The European Central Bank (ECB) is preparing to raise interest rates to their highest level in more than two decades, despite the eurozone slipping into a recession. Analysts predict a 0.25 percentage point increase, bringing the key deposit rate to 3.5 percent, a level last seen in 2001. Recent economic data suggests that the ECB’s aggressive tightening measures have been effective, and President Christine Lagarde’s press conference will focus on any indication of when rates might reach their peak. Market expectations anticipate another quarter-point hike in July.
Despite the ECB’s efforts, headline inflation remains significantly above the central bank’s target, with inflation projected to remain above target for four years before returning to below 2 percent. However, there are signs of improvement, as headline inflation has decreased from its peak of 10.6 percent in October to 6.1 percent in May. Core inflation, a more reliable indicator of underlying inflation trends, has also started to ease, and consumer inflation expectations have decreased.

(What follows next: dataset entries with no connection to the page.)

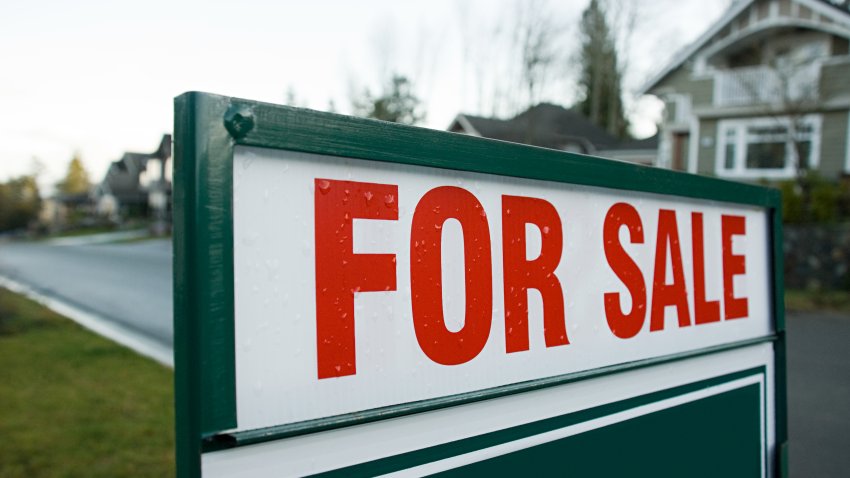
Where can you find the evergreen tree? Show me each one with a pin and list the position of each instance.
(600, 79)
(396, 104)
(76, 179)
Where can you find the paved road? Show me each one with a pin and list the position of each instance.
(819, 395)
(128, 283)
(131, 283)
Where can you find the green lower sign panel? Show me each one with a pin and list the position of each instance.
(711, 437)
(719, 435)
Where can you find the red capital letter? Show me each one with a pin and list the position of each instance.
(675, 294)
(733, 264)
(438, 343)
(705, 311)
(521, 275)
(340, 273)
(621, 324)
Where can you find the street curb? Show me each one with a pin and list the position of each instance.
(110, 330)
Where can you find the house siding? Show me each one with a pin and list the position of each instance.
(708, 150)
(833, 82)
(682, 81)
(833, 147)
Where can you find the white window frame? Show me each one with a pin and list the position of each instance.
(739, 168)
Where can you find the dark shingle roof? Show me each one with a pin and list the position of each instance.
(552, 126)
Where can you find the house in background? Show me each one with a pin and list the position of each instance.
(766, 86)
(138, 185)
(552, 126)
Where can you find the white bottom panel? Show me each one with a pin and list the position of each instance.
(324, 451)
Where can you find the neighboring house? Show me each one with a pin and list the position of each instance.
(766, 86)
(139, 184)
(551, 126)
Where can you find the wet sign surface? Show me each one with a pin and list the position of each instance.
(384, 299)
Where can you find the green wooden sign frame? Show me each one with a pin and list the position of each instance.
(208, 128)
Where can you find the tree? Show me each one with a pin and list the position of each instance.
(20, 203)
(600, 80)
(396, 103)
(76, 179)
(536, 37)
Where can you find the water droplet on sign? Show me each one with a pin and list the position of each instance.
(324, 186)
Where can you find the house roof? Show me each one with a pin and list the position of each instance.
(548, 126)
(837, 10)
(122, 177)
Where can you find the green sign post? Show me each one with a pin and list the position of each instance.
(358, 298)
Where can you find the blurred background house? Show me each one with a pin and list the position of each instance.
(138, 186)
(551, 126)
(763, 94)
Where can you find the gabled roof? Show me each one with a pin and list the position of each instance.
(545, 125)
(838, 10)
(549, 126)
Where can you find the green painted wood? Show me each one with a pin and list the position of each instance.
(280, 127)
(186, 351)
(250, 437)
(715, 436)
(205, 393)
(711, 424)
(207, 127)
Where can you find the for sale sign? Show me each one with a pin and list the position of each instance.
(356, 298)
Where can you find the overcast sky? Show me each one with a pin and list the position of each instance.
(99, 77)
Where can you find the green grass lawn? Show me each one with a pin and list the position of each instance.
(75, 404)
(809, 301)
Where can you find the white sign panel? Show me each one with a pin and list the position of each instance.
(361, 284)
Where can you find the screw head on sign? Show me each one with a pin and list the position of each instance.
(239, 120)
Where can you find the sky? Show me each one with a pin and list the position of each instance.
(98, 78)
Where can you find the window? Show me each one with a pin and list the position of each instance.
(767, 148)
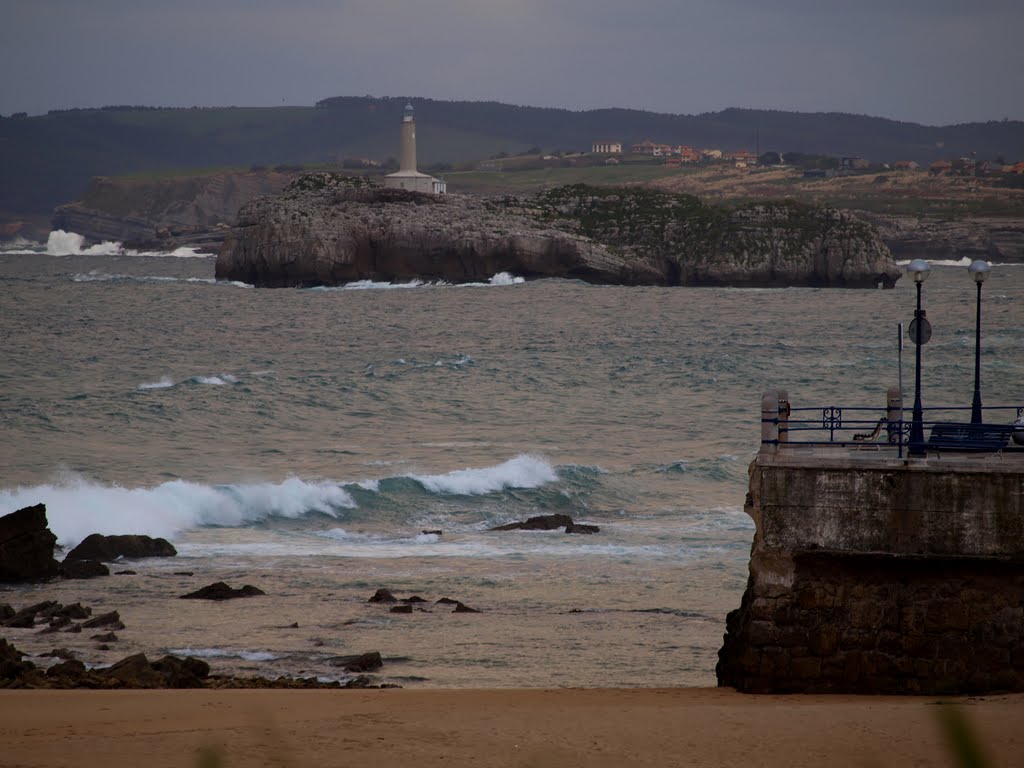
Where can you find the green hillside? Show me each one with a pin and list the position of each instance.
(48, 160)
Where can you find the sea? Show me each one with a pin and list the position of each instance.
(324, 443)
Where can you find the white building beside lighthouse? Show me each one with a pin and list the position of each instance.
(408, 177)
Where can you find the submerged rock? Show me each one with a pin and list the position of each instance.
(83, 569)
(539, 522)
(108, 548)
(220, 591)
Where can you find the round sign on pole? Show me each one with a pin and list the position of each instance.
(926, 330)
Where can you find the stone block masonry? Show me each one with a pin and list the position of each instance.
(881, 576)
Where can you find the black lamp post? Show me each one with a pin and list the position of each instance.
(979, 270)
(921, 332)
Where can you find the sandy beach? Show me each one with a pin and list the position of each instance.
(583, 727)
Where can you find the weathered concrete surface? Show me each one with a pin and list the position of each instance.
(881, 577)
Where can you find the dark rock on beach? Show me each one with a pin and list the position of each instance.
(220, 591)
(83, 569)
(540, 522)
(27, 546)
(170, 672)
(26, 617)
(103, 620)
(108, 548)
(550, 522)
(370, 662)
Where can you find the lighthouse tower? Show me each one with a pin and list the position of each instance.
(407, 156)
(408, 177)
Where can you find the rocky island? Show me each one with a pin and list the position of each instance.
(326, 228)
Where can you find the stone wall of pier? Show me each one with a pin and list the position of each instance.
(881, 576)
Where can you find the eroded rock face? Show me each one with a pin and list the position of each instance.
(339, 233)
(992, 239)
(326, 229)
(108, 548)
(190, 211)
(27, 546)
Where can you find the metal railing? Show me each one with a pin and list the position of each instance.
(946, 428)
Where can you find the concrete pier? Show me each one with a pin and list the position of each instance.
(876, 573)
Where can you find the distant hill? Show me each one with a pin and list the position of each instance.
(49, 160)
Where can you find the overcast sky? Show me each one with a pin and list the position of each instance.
(932, 61)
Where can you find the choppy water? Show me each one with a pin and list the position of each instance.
(302, 440)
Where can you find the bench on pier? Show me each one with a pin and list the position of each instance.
(970, 436)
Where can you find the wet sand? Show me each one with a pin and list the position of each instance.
(567, 727)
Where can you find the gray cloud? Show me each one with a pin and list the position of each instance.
(922, 60)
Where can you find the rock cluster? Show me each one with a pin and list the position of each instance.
(329, 229)
(110, 548)
(138, 672)
(993, 239)
(189, 211)
(549, 522)
(27, 546)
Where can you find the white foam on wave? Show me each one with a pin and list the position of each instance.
(166, 382)
(76, 508)
(60, 243)
(502, 279)
(217, 381)
(522, 472)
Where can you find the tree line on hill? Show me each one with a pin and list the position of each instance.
(48, 160)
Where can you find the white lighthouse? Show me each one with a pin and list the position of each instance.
(408, 177)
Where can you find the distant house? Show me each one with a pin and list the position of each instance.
(742, 159)
(649, 147)
(688, 154)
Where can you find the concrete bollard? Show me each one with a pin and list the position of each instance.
(783, 416)
(769, 422)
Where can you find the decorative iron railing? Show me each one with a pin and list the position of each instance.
(944, 428)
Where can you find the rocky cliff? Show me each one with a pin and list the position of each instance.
(993, 239)
(330, 229)
(166, 213)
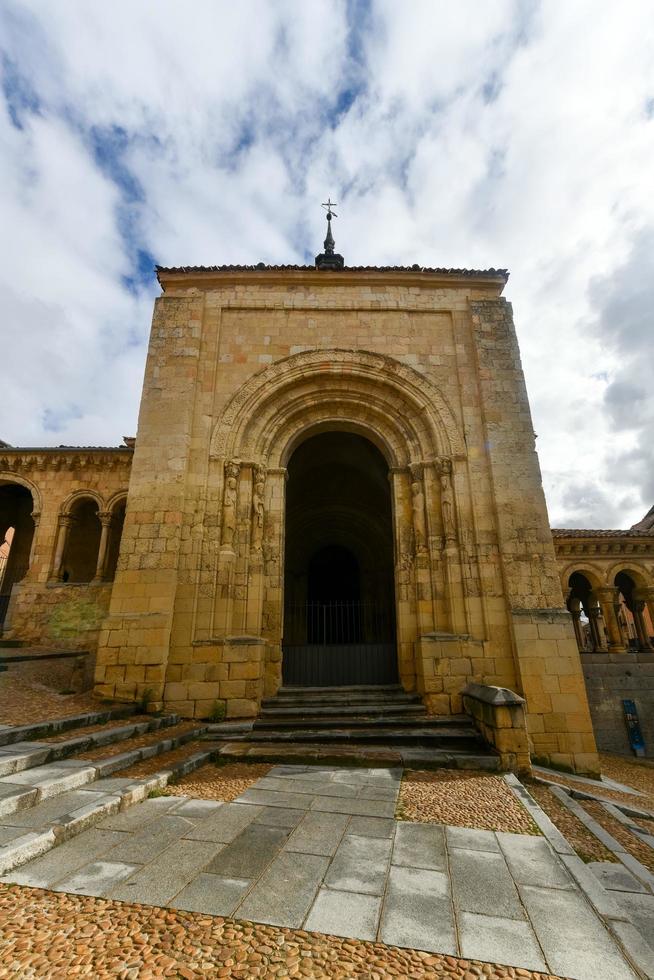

Nevertheless, the eurozone’s economy appears weak, with official data indicating a recession over the winter and concerning manufacturing orders and bank lending data. While weak economic performance would typically keep prices in check, record-low unemployment has sustained domestic demand despite minimal growth. This, along with skepticism regarding the effectiveness of old economic models, raises doubts about whether the inflation challenge has been overcome.
The ECB remains vigilant due to wage dynamics, as employee compensation rose by 5.2 percent in the first quarter, and government energy subsidies continue to support disposable income. Lagarde is unlikely to provide clear guidance on when the ECB will cease raising rates, emphasizing the importance of incoming economic data.
The ECB’s communication may be influenced by potential changes to inflation forecasts for 2025. The end-of-horizon inflation forecast is used by the ECB to signal its policy bias, and as long as it remains above 2 percent, the bank maintains a tightening bias. It is anticipated that the ECB staff forecasts will be adjusted to exactly 2 percent in September, aligning with market expectations of one more rate hike in July before a pause.